- Specialty: General surgery
- Symptoms: Infrequent episodes of severe pain in the rectal area
- Duration: A few seconds to 2 hours, average 15 minutes
- Treatment: Warm baths or enemas, medications, nerve blocks, others
- Medication: Diltiazem, salbutamol, nifedipine, nitroglycerin, local anesthetics, clonidine, botulinum toxin, others
- Frequency: 13 episodes per year on average (range 1–180 per year)

= Proctalgia fugax =

Proctalgia fugax, a variant of levator ani syndrome, is a severe, episodic pain in the regions of the rectum and anus. It can be caused by cramping of the levator ani muscle, particularly in the pubococcygeal part.

==Signs and symptoms==
The episodes have a highly variable duration, lasting from a few seconds to 2 hours, with an average length of about 15 minutes. When episodes last longer than 20 minutes, the condition is referred to as chronic proctalgia or levator ani syndrome, among other names. The episodes have been said to most often occur in the middle of the night. However, in a study published in 2007 involving 1,809 patients, the attacks occurred in the daytime (33 percent) as well as at night (33 percent) and the average number of attacks per year was 13 with a range of 1 to 180 . Another source reported that episodes occur less than 5 times per year in 50% of individuals.

During an episode, the patient feels spasm-like, sometimes excruciating, pain in the rectum or anus, often misinterpreted as a need to defecate. The pain can be so severe that some can feel faintish during episodes. To be diagnosed as proctalgia fugax, the pain must arise de novo (meaning the absence of clear cause). As such, pain associated with constipation (either chronic, or acute), penetrative anal intercourse, trauma (such as tears or fissures of the rectal sphincter or anal canal), side-effects of some medications (particularly opiates), or rectal foreign body insertion preclude this diagnosis. The pain episode subsides by itself as the spasm disappears on its own, but may reoccur.

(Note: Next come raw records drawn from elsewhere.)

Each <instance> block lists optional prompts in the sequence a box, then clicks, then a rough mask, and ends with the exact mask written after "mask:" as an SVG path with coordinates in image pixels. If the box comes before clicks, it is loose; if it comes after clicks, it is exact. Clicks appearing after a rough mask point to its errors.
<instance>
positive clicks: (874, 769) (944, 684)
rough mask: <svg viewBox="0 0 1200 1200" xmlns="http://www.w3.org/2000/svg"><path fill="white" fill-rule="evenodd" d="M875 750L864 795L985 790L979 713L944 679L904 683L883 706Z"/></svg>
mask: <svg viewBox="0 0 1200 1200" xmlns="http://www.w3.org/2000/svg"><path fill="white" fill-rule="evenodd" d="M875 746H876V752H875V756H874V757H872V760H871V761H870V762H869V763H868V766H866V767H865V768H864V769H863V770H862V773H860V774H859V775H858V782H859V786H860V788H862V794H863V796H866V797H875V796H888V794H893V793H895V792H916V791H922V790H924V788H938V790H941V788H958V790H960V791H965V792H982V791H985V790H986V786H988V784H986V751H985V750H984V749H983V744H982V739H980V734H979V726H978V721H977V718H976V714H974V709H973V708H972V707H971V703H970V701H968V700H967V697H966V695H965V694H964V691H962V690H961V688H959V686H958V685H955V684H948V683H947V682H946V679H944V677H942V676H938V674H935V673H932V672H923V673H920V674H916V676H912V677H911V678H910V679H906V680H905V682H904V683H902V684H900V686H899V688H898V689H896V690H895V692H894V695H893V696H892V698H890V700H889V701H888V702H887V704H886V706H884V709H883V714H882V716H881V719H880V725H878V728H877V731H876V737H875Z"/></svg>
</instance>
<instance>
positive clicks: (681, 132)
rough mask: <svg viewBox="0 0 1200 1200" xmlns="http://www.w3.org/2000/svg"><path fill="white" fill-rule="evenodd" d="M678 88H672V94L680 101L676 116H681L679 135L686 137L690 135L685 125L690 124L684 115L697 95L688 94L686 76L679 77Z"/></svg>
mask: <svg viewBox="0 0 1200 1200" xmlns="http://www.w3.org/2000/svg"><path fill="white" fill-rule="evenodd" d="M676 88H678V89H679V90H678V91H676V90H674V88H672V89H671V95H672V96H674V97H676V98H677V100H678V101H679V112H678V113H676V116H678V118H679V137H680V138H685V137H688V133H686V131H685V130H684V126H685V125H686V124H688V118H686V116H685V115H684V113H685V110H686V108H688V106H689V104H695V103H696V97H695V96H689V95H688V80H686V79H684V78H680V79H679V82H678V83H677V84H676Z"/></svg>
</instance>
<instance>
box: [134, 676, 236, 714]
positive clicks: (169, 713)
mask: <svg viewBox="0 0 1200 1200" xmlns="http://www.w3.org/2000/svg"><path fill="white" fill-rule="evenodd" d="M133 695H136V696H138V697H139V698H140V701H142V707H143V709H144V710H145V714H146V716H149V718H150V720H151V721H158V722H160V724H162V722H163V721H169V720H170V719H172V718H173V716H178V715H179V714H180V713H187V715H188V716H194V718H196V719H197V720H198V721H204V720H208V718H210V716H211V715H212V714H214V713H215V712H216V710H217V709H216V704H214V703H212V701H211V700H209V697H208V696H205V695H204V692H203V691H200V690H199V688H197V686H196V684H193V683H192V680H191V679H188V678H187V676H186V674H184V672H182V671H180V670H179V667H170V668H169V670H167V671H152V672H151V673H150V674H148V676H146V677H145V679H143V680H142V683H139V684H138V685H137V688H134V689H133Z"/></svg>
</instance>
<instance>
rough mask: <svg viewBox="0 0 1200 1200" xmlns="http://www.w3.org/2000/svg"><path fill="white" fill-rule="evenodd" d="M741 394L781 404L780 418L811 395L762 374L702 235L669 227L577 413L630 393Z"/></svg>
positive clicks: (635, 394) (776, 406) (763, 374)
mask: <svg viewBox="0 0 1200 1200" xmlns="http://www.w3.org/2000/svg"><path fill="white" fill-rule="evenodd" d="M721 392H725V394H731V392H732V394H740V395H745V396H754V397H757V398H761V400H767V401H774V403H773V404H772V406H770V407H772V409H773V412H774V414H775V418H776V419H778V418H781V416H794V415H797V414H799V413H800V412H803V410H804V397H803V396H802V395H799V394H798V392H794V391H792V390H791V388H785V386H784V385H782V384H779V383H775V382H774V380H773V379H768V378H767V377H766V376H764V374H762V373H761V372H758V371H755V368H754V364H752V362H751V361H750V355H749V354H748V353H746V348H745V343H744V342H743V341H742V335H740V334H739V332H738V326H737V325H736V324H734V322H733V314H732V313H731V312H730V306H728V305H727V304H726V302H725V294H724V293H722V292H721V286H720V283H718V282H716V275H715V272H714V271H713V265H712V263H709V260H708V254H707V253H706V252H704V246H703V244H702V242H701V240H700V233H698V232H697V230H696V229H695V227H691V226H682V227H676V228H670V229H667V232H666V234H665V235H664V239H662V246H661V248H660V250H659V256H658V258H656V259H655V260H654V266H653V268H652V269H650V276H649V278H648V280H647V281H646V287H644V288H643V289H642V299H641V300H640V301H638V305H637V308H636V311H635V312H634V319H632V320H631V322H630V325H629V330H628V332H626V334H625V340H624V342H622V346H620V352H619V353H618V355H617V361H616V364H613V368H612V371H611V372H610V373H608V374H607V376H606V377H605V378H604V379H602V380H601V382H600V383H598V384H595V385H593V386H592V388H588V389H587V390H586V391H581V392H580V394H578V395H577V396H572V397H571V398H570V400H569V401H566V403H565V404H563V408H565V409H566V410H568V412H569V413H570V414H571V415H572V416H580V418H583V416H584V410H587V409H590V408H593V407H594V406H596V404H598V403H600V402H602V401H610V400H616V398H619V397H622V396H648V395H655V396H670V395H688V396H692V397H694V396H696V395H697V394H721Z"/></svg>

Onset can be in childhood; however, in multiple studies the average age of onset was 45. The condition is rare before puberty. Many studies showed that women are affected more commonly than men, but this can be at least partly explained by men's reluctance to seek medical advice concerning rectal pain. Data on the number of people affected vary, but prevalence may be 4 to 18%. It is thought that only 17 to 20% of patients consult a physician, so obtaining accurate data on occurrence presents a challenge.

==Causes==
Because of the high incidence of internal anal sphincter thickening with the disorder, it is thought to be a disorder of that muscle or that it is a neuralgia of pudendal nerves.

In one study of 68 people with proctalgia fugax, 55 had tenderness along the course of the pudendal nerve. Pudendal nerve block relieved symptoms completely in 65% of the participants and reduced symptoms in 25%. This suggests that a major cause of proctalgia fugax may be pudendal neuralgia.

==Prevention==
High-voltage pulsed galvanic stimulation (HGVS) has been shown to be of prophylactic benefit, to reduce the incidence of attacks. The patient is usually placed in the left lateral decubitus position and a sterile probe is inserted into the anus. The negative electrode is used and the stimulator is set with a pulse frequency of 80 to 120 cycles per second. The voltage (intensity) is started at 0, progressively raised to a threshold of patient discomfort, and then is decreased to a level that the patient finds comfortable. As the patient's tolerance increases, the voltage can be gradually increased to 250 to 350 Volts. Each treatment session usually lasts between 15 and 60 minutes. Several studies have reported short-term success rates that ranged from 65 to 91%.

A low dose of oral diazepam taken at night may be of benefit for frequent or disabling attacks.

==Treatment==
Little evidence is available to inform the treatment of proctalgia fugax. For milder cases, simple reassurance and topical treatment with a calcium channel blocker such as diltiazem, or nifedipine ointment, salbutamol inhalation, and topical nitroglycerine. There is a historical case report of instant relief with an amphetamine (Benzedrine) inhaler, which indirectly activates adrenergic receptors and later led to investigation of salbutamol inhalation.

For persistent cases, local anesthetic nerve blocks, clonidine, or botulinum toxin injections can be considered. Supportive treatments directed at aggravating factors include high-fiber diet, withdrawal of drugs which have gastrointestinal effects (e.g., drugs that provoke or worsen constipation including opioids and oral calcium channel blockers; drugs that provoke or worsen diarrhea including quinidine, theophylline, and antibiotics), warm baths and enemas, rectal massage, perineal-strengthening exercises, anticholinergic agents, non-opioid analgesics, and sedatives or muscle relaxants such as diazepam. In patients who have frequent, severe, prolonged attacks, inhaled salbutamol has been shown in some studies to reduce their duration. However, only a subset of people appear to respond to the treatment. Other remedies have included cannabis suppositories and relaxation techniques.